SACRAMENTO, Calif. — Warning that California’s liberal politicians were endangering the state’s citizens and obstructing federal law, Attorney General Jeff Sessions announced Wednesday that the Trump administration was suing the state over laws designed to make it more difficult for federal immigration agents to operate there.

Speaking before a crowd of more than 200 California law enforcement officials in a Sacramento hotel ballroom Wednesday morning, Sessions described the state’s so-called sanctuary laws as a radical maneuver that would threaten public safety and throw open the nation’s borders to even more illegal immigration.

Immigration law “is in the books, and its purposes are clear and just. There is no nullification, there is no secession. Federal law is the supreme law of the land,” said Sessions, one of the Trump administration’s most adamant immigration restrictionists. “But California, we have a problem. A series of actions and events have occurred here that directly and adversely impact the work of our federal officers.”

The lawsuit, which the Justice Department disclosed Tuesday in advance of Sessions’ speech, was the culmination of a clash both the Trump administration and California have been heading toward for more than a year, with each antagonist reaping political profit from the battle. The Trump administration has sought to demonstrate that it will not tolerate noncompliance with federal immigration enforcement; California’s top officials, self-proclaimed leaders of the anti-Trump resistance, have pushed the state to cooperate with Immigration and Customs Enforcement as little as possible.

Even as Sessions spoke, that opposition was making itself heard. Outside the hotel where Sessions was speaking, several hundred protesters marched, holding signs saying “Go Home Jeff” and “Crush ICE” and chanting, “What do we want? Sessions out!”

Shortly after Sessions’ speech, Gov. Jerry Brown and the state’s attorney general, Xavier Becerra, both Democrats, appeared together in Sacramento.

“This is basically going to war against the state of California,” Brown said. “This is pure red meat for the base.”

“The Trump administration is full of liars,” he added.

The lawsuit, filed Tuesday evening in U.S. District Court in Sacramento, is the first Sessions’ Justice Department has filed against a local or state government over its immigration policies.

It targets three state laws passed in recent months: one that limits state and local agencies’ ability to share information about criminals or suspects with federal immigration officers, unless they have been convicted of serious crimes; a second that forbids local businesses from allowing ICE to examine employee records without a court order or a subpoena; and a third that gave California officials more oversight over the state’s immigration detention centers.

Beyond the specifics of the laws, Sessions railed about several instances in which he said state officials had frustrated the work of federal law enforcement. He heartily ripped into Libby Schaaf, the Democratic mayor of Oakland, for issuing a warning last week that ICE planned to arrest immigrants across Northern California, an alert that infuriated agency officials who said her alert had allowed hundreds of their targets to slip away.

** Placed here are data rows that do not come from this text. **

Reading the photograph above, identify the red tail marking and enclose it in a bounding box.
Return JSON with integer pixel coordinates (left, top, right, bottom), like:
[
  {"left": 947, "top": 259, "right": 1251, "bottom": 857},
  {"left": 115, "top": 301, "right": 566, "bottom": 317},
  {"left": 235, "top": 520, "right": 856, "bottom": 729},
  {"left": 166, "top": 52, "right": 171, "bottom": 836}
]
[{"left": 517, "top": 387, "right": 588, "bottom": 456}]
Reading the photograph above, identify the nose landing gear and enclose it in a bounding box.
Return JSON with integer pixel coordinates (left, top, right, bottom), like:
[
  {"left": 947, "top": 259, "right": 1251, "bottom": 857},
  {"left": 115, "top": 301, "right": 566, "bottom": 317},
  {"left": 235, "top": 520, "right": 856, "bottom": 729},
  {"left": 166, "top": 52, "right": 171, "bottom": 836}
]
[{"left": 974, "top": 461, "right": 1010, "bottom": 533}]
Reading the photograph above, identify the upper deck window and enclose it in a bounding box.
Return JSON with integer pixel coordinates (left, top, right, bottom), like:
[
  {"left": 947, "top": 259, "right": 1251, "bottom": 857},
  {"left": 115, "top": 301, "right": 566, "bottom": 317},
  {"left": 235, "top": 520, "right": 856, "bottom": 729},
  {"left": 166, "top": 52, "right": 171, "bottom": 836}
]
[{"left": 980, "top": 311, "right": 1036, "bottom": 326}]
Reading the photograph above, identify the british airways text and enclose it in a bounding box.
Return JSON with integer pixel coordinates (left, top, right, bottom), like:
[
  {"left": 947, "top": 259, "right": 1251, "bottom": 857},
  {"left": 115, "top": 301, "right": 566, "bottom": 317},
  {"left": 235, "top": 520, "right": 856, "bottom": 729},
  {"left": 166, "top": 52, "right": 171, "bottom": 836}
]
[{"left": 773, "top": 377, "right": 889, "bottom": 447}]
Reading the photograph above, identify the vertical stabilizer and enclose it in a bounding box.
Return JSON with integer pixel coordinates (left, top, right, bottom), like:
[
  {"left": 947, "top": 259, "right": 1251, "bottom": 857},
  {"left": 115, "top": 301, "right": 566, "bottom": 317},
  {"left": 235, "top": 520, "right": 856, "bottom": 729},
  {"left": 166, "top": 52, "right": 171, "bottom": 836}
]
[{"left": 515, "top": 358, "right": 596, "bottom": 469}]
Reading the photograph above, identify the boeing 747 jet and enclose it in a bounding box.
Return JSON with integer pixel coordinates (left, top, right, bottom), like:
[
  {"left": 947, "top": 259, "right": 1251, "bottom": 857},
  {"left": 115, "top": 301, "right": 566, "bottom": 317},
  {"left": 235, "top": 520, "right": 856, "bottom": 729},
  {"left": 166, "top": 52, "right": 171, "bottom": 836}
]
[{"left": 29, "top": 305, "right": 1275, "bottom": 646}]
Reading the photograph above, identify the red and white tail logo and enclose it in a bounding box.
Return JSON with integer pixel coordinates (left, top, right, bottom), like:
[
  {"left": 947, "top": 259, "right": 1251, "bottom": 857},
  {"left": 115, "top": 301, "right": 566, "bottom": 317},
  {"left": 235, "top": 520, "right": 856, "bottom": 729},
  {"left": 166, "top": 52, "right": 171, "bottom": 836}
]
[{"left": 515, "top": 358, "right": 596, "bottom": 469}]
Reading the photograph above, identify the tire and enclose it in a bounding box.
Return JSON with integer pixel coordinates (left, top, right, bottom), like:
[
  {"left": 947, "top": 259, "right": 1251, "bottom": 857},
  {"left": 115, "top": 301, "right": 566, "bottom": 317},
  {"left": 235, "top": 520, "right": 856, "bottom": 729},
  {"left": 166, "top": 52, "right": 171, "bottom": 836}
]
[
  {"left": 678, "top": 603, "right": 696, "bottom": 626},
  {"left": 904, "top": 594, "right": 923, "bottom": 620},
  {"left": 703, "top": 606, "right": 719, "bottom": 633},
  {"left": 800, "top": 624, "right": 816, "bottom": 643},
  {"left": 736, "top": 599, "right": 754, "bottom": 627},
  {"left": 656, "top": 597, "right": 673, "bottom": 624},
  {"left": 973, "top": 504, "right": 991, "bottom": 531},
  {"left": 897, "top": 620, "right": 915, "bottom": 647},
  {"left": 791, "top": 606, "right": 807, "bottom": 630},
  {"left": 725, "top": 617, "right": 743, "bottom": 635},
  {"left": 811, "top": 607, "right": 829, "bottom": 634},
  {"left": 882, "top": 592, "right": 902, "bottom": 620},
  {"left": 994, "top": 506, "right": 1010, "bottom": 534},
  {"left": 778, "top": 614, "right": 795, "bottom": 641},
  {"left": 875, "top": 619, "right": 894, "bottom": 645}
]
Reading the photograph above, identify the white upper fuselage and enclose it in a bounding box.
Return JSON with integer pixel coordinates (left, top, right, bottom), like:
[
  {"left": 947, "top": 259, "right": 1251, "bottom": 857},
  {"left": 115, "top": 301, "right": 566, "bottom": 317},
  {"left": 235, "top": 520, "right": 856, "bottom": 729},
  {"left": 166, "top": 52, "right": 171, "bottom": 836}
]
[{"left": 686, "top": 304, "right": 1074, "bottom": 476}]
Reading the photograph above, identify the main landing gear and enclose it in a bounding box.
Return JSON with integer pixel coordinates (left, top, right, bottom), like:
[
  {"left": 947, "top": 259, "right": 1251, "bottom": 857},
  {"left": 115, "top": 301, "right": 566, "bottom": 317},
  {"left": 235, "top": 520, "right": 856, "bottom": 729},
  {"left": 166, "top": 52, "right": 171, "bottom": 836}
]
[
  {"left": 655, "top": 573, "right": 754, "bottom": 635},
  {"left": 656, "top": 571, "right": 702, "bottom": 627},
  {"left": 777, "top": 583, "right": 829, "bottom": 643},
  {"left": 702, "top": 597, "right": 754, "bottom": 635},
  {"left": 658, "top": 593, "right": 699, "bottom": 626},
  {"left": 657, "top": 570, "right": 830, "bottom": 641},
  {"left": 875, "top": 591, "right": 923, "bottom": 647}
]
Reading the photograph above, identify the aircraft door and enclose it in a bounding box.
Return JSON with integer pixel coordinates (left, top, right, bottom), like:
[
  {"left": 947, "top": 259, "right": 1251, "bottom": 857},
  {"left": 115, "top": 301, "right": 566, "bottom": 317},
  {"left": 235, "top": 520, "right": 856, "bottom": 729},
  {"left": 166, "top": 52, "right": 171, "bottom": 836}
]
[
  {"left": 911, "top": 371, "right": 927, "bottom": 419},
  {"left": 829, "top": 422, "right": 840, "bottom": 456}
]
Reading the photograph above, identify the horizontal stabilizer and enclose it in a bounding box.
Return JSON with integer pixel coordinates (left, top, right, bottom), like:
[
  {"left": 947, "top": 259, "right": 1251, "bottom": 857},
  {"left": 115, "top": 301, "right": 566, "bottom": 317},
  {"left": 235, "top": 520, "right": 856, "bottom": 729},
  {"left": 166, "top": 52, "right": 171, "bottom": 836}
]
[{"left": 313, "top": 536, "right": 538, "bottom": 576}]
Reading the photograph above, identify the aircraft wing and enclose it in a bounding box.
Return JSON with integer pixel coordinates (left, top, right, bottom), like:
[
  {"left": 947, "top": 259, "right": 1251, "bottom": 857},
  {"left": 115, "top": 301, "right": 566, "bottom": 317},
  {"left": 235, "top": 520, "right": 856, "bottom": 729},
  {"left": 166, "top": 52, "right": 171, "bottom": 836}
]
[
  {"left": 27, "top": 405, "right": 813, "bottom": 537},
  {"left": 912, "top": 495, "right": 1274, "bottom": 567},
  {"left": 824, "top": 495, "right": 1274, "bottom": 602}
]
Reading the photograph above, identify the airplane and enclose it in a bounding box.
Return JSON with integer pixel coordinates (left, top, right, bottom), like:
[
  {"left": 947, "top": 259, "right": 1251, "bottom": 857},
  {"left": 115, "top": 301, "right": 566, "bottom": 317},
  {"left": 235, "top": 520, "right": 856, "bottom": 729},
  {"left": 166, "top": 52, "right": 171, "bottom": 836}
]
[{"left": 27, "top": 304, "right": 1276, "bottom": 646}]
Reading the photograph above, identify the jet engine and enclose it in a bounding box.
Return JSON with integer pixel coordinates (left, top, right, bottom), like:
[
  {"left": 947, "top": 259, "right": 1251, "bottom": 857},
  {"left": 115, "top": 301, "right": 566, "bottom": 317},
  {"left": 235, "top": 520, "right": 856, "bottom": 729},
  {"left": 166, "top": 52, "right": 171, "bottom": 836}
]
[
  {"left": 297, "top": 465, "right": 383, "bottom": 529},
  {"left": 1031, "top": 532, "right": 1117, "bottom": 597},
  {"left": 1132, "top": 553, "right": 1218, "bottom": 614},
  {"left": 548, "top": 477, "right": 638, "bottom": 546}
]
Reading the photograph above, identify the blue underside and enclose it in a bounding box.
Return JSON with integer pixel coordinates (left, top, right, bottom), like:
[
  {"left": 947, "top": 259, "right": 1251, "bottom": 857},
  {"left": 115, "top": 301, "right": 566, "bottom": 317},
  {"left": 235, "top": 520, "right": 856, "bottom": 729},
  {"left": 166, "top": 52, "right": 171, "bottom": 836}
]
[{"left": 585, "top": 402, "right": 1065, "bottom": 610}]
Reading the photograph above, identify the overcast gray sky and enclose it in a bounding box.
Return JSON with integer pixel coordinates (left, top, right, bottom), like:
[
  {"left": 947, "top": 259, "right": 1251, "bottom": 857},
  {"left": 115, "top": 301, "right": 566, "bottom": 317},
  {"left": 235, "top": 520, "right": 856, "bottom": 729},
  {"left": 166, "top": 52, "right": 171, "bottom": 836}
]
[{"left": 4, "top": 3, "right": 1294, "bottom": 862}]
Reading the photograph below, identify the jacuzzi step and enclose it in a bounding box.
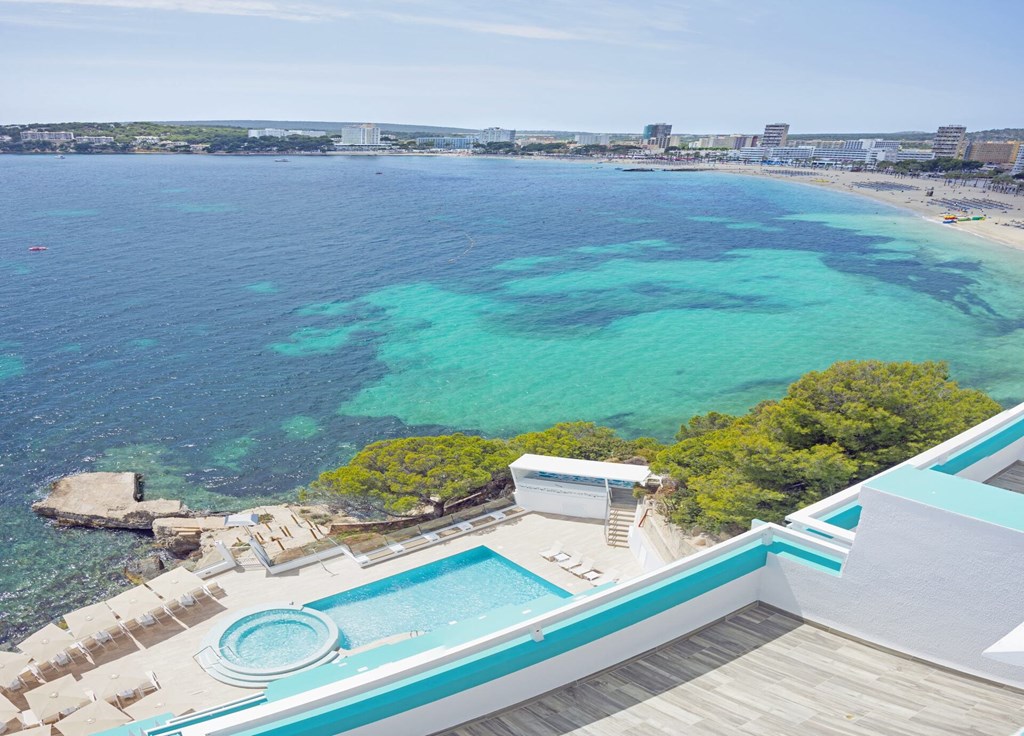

Schaaf had “boldly supported illegality,” Sessions said, calling her actions “an embarrassment to the proud state of California.”

“So here’s my message to Mayor Schaaf: How dare you, how dare you needlessly endanger the lives of our law enforcement officers to promote a radical open borders agenda?” he said.

In comments last week, Schaaf said she had not publicized any information that endangered ICE officers. She said she issued the warning because “I know that Oakland is a city of law-abiding immigrants and families who deserve to live free from the constant threat of arrest and deportation.”